Deep fried pickles, chicken fingers and lobster rolls are never meant to be charbroiled.
That should not be a concern for White Goose Bistro executive chef Ryan Cyre when he’s cooking up tasty treats from the menu of his downtown restaurant to Prince George events in his new food trailer.
The fire suppression system he has aimed at the fryers and grills in case of a sudden uncontrolled flare-up is skookum enough to douse even the most stubborn grease-fed inferno.
Cyre and his dad Rick, the White Goose Bistro owners, have invested $80,000 in their food-truck venture and they’ve turned a 1977 Airstream trailer they bought three years ago for $16,000 from a private owner in Beaverly into a sleek, polished aluminum restaurant on wheels.
“It was babied, we were lucky that way,” said Ryan Cyre.

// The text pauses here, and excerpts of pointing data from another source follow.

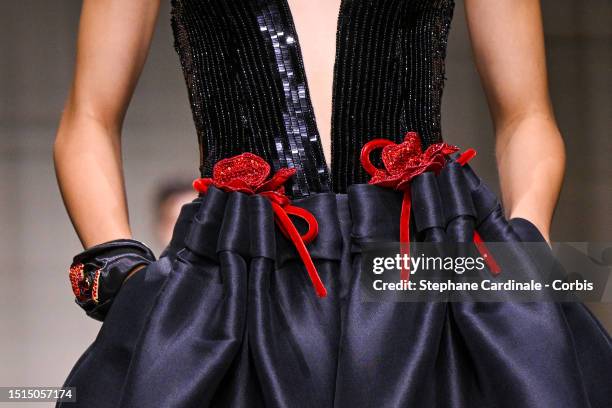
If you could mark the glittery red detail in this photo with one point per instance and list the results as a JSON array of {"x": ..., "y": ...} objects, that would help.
[
  {"x": 95, "y": 285},
  {"x": 83, "y": 286},
  {"x": 250, "y": 174},
  {"x": 403, "y": 162},
  {"x": 78, "y": 282}
]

The air-conditioned trailer will keep chefs cool as they work close to cooking heat sources and it has a large cooler to store food items that have been prepped hours earlier at the restaurant to be sold that same day.
Cyre has had the trailer mechanically inspected and it met the approval of fire inspectors. Knowing how striking the vintage polished aluminum trailer now looks after a shop in Edmonton spent 250 man-hours buffing the exterior, he’s hoping to have it ready for the Cruisin’ Classics Show and Shine on Father’s Day this Sunday at Lheidli T’enneh Memorial Park.
“This vehicle needs to be in the Show and Shine,” he said. “It turns heads.”
He’ll soon have decals put on it with the restaurant’s geese logo.
Cyre estimates there are eight or 10 other food trucks in the city. Although they’ve been around for decades in other cities, food truck service is relatively new to Prince George. Now that the pandemic is waning and health restrictions have been lifted, more are expected to pop up as more restaurants will bring their food specialties to events that draw large crowds, such as the Summerfest, Show and Shine and the Canada Day festivities at the park.
“We’ll be around, we’re going try to do a day or two (each week) at the park and a day or two at Wood Innovation Square and we’ll find put what works for us,” said Ryan Cyre. “My restaurant only seats 48 people at one time, but in the food truck I can serve 300 people in 40 minutes.
“We’re lucky, we have a restaurant so all my prep is done in restaurant where I have more staff, more space, more heating utensils. It’s earlier. We can load up more, do more options for food, my menu can be bigger because I can prep my stuff (at the restaurant). We’ll let the town kind of help us figure out the menu, we’ll see what works.”